Taylor was thinking of opening the Gala with his own version of “There’s No Business Like Show Business.”

“I have a version of it on the guitar which actually sounds more Brazilian than like what it is—which is the showbiz anthem. It’s really a great tune.”

Taylor admitted that he is in some ways an odd fit in the Ethel Merman show business tradition represented by that song. When we spoke, he had just watched the Grammy Awards and observed that Lady Gaga was a lot more showbiz in the old razzmatazz sense than he ever had been.

“I think in a way, the more authentic you are and more personally direct you are with an audience, the less comfortable you are with that kind of thing,” Taylor said. “In a way, a Gala performance is a very un–James Taylor thing to approach for me. But there’s a way to do it my way, and that’s what it’ll be. I presume they knew whom they were asking.”

At the time, Taylor was still making phone calls, inviting performers who he thought could represent different aspects of the 120 year story. He was delighted that Barbara Cook agreed to take part in the evening.

“Barbara is the real thing,” Taylor said with a smile. “She did those defining performances in so many Broadway productions. Three or four of the albums that were always playing in my family’s home had Barbara Cook in the original cast. And she’s at the height of her power. She’s extremely strong—such an amazing talent, such a deep and resonant history.”

Broadway musicals turn out to have been an unexpected—and important—part of Taylor’s musical upbringing.

“My dad moved us down to North Carolina from Boston,” Taylor said. “My mother, in many ways, felt as though she was living on the frontier. I think she hungered for New England. She used to haul us up the coast to Massachusetts in the family station wagon every June, a two-day trip. But every two or three months, we’d go to Durham, get on the train, and come up to New York and she’d expose us kids to a little of the big city. My sister Kate and I saw the original My Fair Lady with Rex Harrison and Julie Andrews. It was transformational. And we listened to all those albums. We listened to Oklahoma, we listened to Carousel and South Pacific. So many of those original cast albums were with Barbara Cook.”

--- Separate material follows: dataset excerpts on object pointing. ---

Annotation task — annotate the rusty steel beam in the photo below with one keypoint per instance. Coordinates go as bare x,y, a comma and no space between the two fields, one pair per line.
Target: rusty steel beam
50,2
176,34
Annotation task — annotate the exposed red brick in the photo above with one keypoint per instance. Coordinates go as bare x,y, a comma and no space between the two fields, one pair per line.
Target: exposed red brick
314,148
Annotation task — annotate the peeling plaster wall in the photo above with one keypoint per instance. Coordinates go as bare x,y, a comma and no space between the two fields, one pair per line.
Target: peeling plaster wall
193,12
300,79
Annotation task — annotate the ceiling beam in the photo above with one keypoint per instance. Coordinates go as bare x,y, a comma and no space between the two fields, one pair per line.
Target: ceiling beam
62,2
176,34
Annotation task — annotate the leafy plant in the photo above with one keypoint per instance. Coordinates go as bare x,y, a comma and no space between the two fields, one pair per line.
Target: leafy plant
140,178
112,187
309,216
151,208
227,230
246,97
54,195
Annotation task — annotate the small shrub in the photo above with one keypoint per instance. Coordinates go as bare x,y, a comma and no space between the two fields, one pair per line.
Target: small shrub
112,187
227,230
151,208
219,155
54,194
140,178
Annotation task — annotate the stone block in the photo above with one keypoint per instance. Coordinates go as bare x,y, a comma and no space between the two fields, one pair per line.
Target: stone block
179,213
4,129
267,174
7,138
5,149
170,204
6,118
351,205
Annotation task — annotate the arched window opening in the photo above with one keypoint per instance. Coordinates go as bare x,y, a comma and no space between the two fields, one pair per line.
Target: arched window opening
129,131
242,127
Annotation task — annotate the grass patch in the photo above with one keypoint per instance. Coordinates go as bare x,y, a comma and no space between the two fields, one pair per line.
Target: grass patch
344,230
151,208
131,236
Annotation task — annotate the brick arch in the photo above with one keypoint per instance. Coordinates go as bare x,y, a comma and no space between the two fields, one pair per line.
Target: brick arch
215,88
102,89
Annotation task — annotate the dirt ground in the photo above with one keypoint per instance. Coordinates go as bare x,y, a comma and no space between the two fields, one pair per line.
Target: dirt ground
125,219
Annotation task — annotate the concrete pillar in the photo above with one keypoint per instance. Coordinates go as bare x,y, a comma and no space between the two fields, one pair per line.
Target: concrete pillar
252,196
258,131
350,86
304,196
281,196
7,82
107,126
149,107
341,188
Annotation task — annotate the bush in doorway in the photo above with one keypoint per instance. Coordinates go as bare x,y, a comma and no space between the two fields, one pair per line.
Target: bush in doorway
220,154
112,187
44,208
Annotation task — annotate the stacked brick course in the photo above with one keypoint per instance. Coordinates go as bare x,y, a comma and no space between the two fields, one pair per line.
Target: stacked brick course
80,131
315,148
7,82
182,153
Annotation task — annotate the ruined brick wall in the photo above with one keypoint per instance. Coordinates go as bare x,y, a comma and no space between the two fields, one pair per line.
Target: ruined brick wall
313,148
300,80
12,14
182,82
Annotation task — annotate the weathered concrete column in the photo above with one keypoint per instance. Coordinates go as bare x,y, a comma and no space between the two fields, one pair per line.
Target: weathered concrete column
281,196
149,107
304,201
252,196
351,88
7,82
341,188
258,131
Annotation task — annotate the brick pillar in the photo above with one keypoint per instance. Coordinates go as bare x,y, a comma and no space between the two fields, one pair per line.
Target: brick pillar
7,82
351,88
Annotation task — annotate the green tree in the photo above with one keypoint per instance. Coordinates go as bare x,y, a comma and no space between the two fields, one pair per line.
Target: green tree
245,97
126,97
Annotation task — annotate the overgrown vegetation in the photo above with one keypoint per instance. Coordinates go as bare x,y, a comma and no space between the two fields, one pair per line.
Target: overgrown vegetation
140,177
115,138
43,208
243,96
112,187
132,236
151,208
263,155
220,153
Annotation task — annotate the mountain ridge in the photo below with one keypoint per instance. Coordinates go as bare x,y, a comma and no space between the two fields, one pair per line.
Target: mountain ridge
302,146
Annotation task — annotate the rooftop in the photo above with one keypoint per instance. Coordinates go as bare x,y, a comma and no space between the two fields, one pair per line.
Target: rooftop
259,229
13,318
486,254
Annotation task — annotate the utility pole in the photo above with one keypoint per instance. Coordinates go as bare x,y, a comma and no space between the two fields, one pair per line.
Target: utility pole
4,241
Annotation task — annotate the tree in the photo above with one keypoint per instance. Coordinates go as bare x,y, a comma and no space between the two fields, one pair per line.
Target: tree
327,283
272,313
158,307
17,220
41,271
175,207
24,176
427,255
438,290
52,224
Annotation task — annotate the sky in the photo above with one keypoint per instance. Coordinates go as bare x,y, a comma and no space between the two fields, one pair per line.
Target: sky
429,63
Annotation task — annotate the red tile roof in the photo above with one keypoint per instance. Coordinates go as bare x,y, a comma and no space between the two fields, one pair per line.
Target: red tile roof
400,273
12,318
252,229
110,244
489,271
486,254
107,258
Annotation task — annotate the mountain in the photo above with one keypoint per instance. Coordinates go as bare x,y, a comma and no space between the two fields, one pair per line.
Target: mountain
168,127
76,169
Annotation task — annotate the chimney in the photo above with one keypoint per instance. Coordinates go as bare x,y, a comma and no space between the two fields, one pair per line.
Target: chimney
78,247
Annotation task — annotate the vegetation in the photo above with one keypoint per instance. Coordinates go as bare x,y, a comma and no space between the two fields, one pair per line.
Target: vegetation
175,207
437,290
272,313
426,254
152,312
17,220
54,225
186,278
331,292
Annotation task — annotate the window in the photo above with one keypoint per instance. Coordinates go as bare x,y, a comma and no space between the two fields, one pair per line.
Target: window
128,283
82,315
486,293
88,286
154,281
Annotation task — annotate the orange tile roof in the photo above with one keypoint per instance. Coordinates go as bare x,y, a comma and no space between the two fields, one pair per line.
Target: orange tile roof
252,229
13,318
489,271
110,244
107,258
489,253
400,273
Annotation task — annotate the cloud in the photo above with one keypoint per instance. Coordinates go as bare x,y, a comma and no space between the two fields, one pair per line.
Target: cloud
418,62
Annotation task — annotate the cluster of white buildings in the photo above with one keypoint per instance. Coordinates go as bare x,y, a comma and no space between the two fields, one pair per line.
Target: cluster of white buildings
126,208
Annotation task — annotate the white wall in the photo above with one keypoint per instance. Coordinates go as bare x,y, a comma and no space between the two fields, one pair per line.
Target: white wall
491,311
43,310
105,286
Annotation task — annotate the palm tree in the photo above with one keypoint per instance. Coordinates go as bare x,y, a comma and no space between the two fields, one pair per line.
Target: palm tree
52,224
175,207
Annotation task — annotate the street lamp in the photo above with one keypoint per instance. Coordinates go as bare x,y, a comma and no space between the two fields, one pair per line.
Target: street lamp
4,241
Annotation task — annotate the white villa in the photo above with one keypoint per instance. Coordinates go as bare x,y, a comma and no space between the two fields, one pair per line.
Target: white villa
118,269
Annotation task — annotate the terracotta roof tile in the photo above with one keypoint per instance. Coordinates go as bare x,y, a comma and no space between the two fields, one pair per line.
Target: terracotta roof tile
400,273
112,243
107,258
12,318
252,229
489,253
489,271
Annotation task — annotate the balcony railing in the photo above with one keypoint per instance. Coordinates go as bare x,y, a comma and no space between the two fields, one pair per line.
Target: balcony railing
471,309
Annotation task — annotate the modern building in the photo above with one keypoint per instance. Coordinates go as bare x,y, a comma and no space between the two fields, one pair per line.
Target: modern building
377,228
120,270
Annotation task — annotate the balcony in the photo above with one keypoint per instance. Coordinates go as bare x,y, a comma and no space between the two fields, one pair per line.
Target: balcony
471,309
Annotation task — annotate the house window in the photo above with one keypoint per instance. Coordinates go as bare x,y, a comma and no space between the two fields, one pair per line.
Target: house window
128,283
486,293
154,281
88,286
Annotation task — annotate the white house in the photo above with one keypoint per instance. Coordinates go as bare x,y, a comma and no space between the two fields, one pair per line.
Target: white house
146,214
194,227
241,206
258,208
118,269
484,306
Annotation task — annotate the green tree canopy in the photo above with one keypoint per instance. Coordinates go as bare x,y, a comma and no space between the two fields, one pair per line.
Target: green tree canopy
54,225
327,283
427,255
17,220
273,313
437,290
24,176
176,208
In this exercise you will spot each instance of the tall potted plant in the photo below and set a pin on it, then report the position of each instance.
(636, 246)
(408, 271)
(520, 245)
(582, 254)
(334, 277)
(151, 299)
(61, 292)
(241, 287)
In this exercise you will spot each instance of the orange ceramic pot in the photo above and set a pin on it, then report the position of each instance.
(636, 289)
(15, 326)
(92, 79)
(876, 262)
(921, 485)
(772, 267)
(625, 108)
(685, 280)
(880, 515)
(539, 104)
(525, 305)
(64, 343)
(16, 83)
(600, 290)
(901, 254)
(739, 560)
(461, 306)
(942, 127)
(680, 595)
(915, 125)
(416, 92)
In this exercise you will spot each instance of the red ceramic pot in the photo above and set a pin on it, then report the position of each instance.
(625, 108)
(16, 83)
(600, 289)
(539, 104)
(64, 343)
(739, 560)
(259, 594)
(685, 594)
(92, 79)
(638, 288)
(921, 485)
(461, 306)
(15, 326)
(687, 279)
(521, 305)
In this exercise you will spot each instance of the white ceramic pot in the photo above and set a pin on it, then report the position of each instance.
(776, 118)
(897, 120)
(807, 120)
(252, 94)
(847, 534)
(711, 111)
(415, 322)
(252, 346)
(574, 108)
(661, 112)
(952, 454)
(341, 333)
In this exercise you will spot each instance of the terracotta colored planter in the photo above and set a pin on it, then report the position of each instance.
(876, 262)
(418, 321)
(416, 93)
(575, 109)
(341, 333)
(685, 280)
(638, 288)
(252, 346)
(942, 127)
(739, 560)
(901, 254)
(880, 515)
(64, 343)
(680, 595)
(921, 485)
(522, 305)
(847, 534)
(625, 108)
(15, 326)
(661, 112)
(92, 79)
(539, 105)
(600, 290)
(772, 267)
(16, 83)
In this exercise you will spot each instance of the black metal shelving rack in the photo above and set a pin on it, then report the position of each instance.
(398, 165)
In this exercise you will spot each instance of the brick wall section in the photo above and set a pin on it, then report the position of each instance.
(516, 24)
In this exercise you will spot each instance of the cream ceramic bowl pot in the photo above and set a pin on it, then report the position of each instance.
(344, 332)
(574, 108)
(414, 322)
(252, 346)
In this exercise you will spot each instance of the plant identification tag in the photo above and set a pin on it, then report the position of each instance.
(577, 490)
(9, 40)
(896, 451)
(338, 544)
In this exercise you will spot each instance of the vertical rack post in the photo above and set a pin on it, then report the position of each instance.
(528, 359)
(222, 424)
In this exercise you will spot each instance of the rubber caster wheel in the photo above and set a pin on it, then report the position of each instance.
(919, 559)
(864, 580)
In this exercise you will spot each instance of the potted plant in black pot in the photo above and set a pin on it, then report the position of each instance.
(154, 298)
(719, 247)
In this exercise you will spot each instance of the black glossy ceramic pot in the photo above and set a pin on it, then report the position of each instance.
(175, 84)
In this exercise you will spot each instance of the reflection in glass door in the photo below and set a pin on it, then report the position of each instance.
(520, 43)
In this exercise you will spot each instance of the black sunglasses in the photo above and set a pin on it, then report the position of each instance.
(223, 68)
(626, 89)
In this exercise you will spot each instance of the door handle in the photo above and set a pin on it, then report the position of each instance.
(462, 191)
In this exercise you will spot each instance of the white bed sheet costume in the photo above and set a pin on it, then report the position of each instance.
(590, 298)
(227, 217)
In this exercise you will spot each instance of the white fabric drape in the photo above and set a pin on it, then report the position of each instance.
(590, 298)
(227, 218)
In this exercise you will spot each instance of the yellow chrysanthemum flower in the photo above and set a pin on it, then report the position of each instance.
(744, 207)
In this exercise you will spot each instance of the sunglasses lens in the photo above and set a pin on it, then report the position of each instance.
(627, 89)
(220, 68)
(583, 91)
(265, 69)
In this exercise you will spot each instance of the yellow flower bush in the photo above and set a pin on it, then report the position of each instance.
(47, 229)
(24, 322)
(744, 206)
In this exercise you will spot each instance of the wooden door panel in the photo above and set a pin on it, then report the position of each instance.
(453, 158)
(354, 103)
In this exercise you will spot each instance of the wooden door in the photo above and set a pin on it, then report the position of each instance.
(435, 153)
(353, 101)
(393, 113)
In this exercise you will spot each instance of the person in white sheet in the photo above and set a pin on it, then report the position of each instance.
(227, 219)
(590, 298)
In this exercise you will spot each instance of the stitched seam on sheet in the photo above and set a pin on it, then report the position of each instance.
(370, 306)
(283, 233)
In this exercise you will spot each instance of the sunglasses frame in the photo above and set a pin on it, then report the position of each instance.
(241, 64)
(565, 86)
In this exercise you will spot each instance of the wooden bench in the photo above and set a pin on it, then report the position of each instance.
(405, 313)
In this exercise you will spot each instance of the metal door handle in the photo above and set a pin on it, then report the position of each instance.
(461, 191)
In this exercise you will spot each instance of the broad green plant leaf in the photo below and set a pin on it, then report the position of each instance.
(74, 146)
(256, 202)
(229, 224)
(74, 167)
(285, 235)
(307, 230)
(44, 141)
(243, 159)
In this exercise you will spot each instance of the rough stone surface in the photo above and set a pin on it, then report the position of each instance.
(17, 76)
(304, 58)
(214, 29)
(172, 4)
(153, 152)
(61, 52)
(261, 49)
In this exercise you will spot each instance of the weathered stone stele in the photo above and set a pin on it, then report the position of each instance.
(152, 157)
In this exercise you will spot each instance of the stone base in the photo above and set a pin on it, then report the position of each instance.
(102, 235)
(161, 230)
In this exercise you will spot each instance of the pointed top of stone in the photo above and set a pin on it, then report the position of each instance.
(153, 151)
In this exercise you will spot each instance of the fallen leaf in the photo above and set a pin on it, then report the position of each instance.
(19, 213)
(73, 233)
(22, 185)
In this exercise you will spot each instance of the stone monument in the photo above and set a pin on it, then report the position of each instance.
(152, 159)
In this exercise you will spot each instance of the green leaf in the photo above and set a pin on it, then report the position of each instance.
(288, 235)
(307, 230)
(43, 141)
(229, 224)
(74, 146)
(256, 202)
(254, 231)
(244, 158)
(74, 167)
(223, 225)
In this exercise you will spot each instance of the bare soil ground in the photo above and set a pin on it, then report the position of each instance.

He returned to the present day and the impending Gala.

“There’s something about Bette Midler—something so sly and wry. She has that twinkle in the eye. She’s so much fun to be around, to work with, and most of all to watch and listen to. She just has this glow, this passionate connection with the music. This is a great small company that’s assembled to do this thing with some real luminaries—and maybe some other surprises that I can’t allude to yet.”

He asked which song Groucho sang in the canoe in Horse Feathers.

“Everyone Says I Love You.”

Taylor repeated the title and hummed the melody. He weighed the relative merits of that song and “Lydia the Tattooed Lady.”

Taylor reeled off names of more notable artists who appeared at Carnegie Hall. He mentioned hearing Lenny Bruce records in a Carolina record store as a kid and discovering a secret language. Lenny Bruce performed at Carnegie Hall, too, he said.

As he spoke, he scribbled notes to himself, reminders. James Taylor was having a terrific time.